When such as I cast out remorse
So great a sweetness flows into the breast
We must laugh and we must sing,
We are blest by everything,
Everything we look upon is blest.

>
> So we have several forms of Paranoia at work. The trick, it seems, is
> to find a center, or a way to cope with "paranoia" (the
> connections), the vast, differentiated, experiences of war, of
> "peace", of Orwellian "War is Peace" of life's flips and flops, but
> Pynchon's
> characters can't abide such vicissitude. There are bandwidth problems.
> There are too many personalities of pretense. Too many "mindless
> pleasures" that infect
> them, causing solipsistic views of (his)tory and me-story.
>
>
> They try to escape, to Transcend, to Return, to Deny, to Repress, to
> Imbibe some Higher Window view of the Truth , or to otherwise come to
> terms with paranoid existence and with the big D or Death.
>
> But all their attempts are but perversions of science or the occult or
> cult or religion, and usually a blending or conflation of the
> scientific and the occult.
>
> The Winding Stair
>
> My Soul. I summon to the winding ancient stair;
> Set all your mind upon the steep ascent,
> Upon the broken, crumbling battlement,
> Upon the breathless starlit air,
> 'Upon the star that marks the hidden pole;
> Fix every wandering thought upon
> That quarter where all thought is done:
> Who can distinguish darkness from the soul
>
> My Self. The consecretes blade upon my knees
> Is Sato's ancient blade, still as it was,
> Still razor-keen, still like a looking-glass
> Unspotted by the centuries;
> That flowering, silken, old embroidery, torn
>> From some court-lady's dress and round
> The wodden scabbard bound and wound
> Can, tattered, still protect, faded adorn
>
> My Soul. Why should the imagination of a man
> Long past his prime remember things that are
> Emblematical of love and war?
> Think of ancestral night that can,
> If but imagination scorn the earth
> And intellect is wandering
> To this and that and t'other thing,
> Deliver from the crime of death and birth.
>
> My Self. Montashigi, third of his family, fashioned it
> Five hundred years ago, about it lie
> Flowers from I know not what embroidery -
> Heart's purple - and all these I set
> For emblems of the day against the tower
> Emblematical of the night,
> And claim as by a soldier's right
> A charter to commit the crime once more.
>
> My Soul. Such fullness in that quarter overflows
> And falls into the basin of the mind
> That man is stricken deaf and dumb and blind,
> For intellect no longer knows
> Is from the Ought, or knower from the Known -
> That is to say, ascends to Heaven;
> Only the dead can be forgiven;
> But when I think of that my tongue's a stone.
>
> II
>
> My Self. A living man is blind and drinks his drop.

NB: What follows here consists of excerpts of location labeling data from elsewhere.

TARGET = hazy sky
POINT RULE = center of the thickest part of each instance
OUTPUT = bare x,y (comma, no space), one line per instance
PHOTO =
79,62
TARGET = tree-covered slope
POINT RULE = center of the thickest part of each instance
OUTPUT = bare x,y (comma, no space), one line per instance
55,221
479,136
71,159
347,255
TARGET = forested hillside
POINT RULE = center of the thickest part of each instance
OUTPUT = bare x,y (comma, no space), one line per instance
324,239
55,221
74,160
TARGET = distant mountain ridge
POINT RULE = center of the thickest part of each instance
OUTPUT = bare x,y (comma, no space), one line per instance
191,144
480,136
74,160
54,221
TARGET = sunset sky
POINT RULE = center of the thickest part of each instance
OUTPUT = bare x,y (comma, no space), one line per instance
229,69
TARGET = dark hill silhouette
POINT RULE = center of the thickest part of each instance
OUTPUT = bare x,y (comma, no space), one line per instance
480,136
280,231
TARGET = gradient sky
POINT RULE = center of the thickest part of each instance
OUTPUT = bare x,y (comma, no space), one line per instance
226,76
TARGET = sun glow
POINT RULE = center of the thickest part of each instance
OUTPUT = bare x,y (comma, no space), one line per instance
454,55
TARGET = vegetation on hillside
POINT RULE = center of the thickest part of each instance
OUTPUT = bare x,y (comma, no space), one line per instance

> What matter if the ditches are impure?
> What matter if I live it all once more?
> Endure that toil of growing up;
> The ignominy of boyhood; the distress
> Of boyhood changing into man;
> The unfinished man and his pain
> Brought face to face with his own clumsiness;
>
> The finished man among his enemies? -
> How in the name of Heaven can he escape
> That defiling and disfigured shape
> The mirror of malicious eyes
> Casts upon his eyes until at last
> He thinks that shape must be his shape?

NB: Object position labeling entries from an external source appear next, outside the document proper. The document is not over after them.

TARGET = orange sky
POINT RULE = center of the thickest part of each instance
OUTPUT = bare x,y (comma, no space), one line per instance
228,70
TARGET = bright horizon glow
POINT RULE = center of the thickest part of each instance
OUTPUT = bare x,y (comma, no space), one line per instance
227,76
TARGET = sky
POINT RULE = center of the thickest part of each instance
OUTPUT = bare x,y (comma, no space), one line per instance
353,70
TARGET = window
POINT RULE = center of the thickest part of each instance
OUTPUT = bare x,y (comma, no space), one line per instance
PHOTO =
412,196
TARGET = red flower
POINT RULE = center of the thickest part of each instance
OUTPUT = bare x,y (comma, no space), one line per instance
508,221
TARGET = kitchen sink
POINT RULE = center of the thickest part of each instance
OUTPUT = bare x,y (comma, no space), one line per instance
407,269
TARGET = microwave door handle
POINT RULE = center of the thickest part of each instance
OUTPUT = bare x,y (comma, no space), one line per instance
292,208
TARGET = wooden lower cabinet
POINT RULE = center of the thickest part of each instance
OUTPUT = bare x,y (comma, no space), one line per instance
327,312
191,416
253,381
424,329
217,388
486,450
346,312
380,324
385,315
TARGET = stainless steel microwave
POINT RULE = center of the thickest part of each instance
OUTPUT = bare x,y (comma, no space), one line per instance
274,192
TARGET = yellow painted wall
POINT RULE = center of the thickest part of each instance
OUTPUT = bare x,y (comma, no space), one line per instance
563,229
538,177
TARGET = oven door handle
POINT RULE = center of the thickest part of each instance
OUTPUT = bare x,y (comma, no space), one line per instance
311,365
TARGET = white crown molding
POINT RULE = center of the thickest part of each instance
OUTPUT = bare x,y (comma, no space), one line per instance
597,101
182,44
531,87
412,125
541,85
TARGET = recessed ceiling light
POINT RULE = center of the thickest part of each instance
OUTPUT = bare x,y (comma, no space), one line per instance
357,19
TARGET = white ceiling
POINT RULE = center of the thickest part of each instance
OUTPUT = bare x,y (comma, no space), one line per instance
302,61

> And what's the good of an escape
> If honour find him in the wintry blast?
>
> I am content to live it all again
> And yet again, if it be life to pitch
> Into the frog-spawn of a blind man's ditch,
> A blind man battering blind men;
> Or into that most fecund ditch of all,
> The folly that man does
> Or must suffer, if he woos
> A proud woman not kindred of his soul.
>
> I am content to follow to its source
> Every event in action or in thought;
> Measure the lot; forgive myself the lot!

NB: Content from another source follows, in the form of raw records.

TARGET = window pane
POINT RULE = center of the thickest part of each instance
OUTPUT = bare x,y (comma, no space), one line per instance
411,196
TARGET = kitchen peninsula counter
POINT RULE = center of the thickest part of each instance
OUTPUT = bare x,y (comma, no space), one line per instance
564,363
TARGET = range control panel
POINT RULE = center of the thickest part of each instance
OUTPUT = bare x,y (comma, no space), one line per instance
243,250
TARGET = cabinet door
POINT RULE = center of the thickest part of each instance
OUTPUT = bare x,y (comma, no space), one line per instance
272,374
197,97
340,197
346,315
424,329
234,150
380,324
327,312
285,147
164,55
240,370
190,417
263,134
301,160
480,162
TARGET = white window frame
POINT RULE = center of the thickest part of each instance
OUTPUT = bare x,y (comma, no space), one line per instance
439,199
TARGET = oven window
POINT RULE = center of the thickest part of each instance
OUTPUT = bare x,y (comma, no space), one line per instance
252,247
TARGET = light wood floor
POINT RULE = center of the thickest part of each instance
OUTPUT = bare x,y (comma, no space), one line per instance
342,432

> When such as I cast out remorse
> So great a sweetness flows into the breast
> We must laugh and we must sing,
> We are blest by everything,
> Everything we look upon is blest.
>
>
>
>
> Pointsman and Blicero are excellent of example of this perverse
> blending of science and cult.
> Both are, as are most of P's characters, on a quest.
>
> What they are looking for is lost.
>
> Henry Adams & the Moderns flushed it all down into the Waste.
>
> In the Waste stumble about oblivious to this fact, so they are
> constantly with keys without locks or locks without keys.